Remi Majeski’s statement about Muslims (“There is nothing to fear from Muslims,” Letters, Herald, June 25) is consistent with my own experience of having lived and worked in the Middle East for more than 19 years. Majeski’s assessment of Islam is also consistent with the best book I know on this religion: Reconciliation by Benazir Bhutto.
Most “religions” are benevolent by original intent. Yet, within any religion, there are extremist factions that warp the religion’s ethos into a creed that is violently intolerant, severe and myopic. As examples, I could point to Serb Orthodox Christians – who have practiced horrific ethnic cleansing and have celebrated it in their church ceremonies. I could point to what I call right-wing Christians here in the U.S. I have heard several tell me “I have a right to kill anyone who does not believe Jesus is the son of God.”

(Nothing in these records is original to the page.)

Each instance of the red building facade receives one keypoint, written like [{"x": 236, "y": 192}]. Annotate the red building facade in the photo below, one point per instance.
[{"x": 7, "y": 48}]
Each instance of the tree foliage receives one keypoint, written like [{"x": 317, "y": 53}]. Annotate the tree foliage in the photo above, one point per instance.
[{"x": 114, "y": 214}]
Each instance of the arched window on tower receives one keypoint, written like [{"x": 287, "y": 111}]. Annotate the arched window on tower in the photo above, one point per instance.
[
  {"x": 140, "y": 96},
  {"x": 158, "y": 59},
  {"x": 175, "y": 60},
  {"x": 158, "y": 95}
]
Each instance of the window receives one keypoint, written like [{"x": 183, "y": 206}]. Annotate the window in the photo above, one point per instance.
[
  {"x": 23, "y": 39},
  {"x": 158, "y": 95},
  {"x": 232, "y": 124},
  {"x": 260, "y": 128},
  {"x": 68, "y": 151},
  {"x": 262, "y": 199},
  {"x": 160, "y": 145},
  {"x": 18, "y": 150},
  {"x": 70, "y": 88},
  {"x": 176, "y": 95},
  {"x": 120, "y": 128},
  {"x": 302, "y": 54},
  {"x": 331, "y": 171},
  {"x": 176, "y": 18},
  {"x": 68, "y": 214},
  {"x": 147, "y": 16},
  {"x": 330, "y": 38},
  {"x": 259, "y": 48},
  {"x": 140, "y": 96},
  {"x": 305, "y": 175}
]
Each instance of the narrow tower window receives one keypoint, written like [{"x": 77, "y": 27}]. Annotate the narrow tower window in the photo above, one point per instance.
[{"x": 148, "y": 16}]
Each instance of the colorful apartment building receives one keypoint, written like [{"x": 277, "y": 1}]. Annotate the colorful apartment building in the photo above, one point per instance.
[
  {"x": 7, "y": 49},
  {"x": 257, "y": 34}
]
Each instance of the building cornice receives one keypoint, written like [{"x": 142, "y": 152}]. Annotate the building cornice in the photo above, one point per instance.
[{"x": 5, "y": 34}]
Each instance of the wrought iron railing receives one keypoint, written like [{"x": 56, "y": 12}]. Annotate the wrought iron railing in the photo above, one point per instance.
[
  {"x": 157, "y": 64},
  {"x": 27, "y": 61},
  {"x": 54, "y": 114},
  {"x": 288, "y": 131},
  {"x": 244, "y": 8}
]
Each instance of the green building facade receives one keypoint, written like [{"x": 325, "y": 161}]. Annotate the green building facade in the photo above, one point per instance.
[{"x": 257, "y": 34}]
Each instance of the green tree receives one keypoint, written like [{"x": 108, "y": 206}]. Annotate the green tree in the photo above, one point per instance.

In the case of Islam, the Sunni terrorist groups are, without exception, Wahabists – followers of the old, long-departed Muhammed Ibn Abdul Wahib, who distorted Islam into a severely extremist version that bears little resemblance to Sunni Islam as established by Muhammed (“peace be upon him”). The Wahabist terrorists are mainly represented by what we call the Taliban (“the seekers of truth”) and Osama bin Laden’s mujahedeen (“the holy warriors”).
Regarding these terrorists, we should bear in mind that we trained and resourced them to purge Afghanistan of Soviet occupation, knowing beforehand that we would have to in turn fight them. I also find it interesting that the term Allah translates into the “one true God” and that Islam has no gripe against any religion that is monotheistic.
These days, the balanced perspective that Majeski’s letter advocates is direly needed, to help us discern who our true enemy is – any intolerant extremist faction that accepts terrorism (“the infliction of violence on a noninvolved civilian population to obtain a political goal”).